Cuando hubo acabado de hablar, se hizo el silencio.

Andermatt, encantado, se limitó a decir:

—¡Hay que ver! En cuanto se mira entre bastidores, todo el misterio desaparece. No tiene usted precio, señor Aubry-Pasteur.

Además de él, los únicos que habían entendido algo eran el marqués y Paul Brétigny. Y el único que no había escuchado era Gontran. Los demás, con los oídos y los ojos pendientes de la boca del ingeniero, estaban pasmados de asombro. Las señoras Paille, sobre todo, que eran muy pías, se estaban preguntando si aquella explicación de un fenómeno ordenado por Dios y ejecutado según sus misteriosos designios no sería un poco irreverente. La madre se creyó obligada a decir: «La Providencia nos reserva grandes sorpresas». Unas señoras que estaban en el centro de la mesa aprobaron con la cabeza, pues también a ellas las desasosegaba haber escuchado aquellas incomprensibles palabras.

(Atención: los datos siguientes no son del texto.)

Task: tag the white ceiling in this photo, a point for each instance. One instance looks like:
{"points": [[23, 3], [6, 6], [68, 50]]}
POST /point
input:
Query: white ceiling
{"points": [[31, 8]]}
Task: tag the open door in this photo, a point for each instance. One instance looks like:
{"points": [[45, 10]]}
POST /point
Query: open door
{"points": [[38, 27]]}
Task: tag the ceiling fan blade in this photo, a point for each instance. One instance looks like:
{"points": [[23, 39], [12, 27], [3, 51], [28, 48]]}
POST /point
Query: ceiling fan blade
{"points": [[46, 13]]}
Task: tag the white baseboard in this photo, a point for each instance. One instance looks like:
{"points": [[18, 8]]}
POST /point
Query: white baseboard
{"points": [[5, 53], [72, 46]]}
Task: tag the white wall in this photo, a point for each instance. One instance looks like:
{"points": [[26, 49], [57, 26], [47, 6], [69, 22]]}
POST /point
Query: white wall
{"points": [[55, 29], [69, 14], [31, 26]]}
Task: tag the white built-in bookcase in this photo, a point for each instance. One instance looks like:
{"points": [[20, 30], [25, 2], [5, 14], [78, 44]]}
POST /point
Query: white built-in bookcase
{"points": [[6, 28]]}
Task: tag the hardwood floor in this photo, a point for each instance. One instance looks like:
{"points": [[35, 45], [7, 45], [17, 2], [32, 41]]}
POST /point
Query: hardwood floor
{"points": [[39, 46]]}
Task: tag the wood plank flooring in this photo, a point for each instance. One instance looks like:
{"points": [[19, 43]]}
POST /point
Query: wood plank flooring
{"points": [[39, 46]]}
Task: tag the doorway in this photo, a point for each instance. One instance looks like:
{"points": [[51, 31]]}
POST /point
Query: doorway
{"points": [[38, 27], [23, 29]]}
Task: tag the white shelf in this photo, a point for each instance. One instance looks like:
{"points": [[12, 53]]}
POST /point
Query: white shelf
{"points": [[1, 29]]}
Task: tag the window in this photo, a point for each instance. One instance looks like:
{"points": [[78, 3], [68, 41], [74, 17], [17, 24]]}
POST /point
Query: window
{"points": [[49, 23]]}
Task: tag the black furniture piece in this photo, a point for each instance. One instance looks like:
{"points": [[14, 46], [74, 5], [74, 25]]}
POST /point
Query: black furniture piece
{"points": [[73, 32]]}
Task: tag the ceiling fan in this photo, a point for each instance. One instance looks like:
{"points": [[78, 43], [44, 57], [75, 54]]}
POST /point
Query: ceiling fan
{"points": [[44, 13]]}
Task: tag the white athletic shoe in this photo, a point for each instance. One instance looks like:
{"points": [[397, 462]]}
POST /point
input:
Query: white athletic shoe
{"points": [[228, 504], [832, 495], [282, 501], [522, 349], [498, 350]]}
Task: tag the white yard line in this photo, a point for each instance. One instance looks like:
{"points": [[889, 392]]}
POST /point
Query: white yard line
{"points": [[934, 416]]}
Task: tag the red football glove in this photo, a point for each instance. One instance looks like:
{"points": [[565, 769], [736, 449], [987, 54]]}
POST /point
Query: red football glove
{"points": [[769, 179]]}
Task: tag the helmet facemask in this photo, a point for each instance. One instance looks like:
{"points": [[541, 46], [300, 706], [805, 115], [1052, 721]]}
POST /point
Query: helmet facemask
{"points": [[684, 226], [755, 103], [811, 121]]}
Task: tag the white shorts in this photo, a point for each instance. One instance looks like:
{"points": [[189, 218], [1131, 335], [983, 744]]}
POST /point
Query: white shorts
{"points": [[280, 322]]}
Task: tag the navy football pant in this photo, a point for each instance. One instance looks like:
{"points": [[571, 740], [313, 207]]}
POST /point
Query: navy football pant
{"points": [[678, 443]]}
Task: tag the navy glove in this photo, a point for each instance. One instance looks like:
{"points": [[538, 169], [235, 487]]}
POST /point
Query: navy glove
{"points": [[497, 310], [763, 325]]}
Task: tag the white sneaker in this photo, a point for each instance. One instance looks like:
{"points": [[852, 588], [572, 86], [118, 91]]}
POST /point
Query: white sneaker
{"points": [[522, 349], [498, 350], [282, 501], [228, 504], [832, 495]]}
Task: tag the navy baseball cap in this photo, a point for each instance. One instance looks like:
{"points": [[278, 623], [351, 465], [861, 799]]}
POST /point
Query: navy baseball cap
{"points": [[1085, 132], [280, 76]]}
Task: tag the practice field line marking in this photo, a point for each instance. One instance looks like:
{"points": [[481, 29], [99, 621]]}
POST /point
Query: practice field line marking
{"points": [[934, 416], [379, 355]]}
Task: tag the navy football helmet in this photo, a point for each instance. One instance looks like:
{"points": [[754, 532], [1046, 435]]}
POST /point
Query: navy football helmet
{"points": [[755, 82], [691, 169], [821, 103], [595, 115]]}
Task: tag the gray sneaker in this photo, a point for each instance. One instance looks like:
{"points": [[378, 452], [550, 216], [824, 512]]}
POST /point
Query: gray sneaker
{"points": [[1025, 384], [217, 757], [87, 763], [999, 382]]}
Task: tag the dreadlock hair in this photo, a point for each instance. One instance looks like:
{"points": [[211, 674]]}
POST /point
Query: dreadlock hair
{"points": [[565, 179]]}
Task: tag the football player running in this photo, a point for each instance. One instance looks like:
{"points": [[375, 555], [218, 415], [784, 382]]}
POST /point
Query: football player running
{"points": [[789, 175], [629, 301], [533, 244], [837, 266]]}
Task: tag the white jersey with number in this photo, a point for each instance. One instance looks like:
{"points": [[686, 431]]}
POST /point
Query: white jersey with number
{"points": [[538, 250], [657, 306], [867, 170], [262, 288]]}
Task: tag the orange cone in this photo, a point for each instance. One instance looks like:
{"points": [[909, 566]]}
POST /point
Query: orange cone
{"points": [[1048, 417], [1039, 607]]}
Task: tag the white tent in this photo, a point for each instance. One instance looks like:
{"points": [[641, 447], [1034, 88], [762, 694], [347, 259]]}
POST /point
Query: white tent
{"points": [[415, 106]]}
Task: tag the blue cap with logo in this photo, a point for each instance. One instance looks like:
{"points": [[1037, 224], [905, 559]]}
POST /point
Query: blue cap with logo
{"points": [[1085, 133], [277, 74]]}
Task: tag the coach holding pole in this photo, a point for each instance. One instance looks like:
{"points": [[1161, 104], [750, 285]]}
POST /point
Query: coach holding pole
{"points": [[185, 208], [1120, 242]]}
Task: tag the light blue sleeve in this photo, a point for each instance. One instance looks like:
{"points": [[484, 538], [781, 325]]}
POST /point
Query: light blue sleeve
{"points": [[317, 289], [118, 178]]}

El señor Riquier, el hombre color ladrillo, declaró:

—Pues las aguas de Enval vendrán de los volcanes o de la luna, pero llevo diez días tomándolas y todavía no he notado nada.

El señor y la señora Chaufour protestaron en nombre de su hijo que ya estaba empezando a mover la pierna derecha, cosa que no le había pasado en seis años que llevaban tratándolo.

Riquier replicó:

—Eso demuestra que no tenemos la misma enfermedad, qué caray, pero no demuestra que el agua de Enval cure las dolencias de estómago.

Parecía furioso, exasperado por aquel nuevo intento fallido.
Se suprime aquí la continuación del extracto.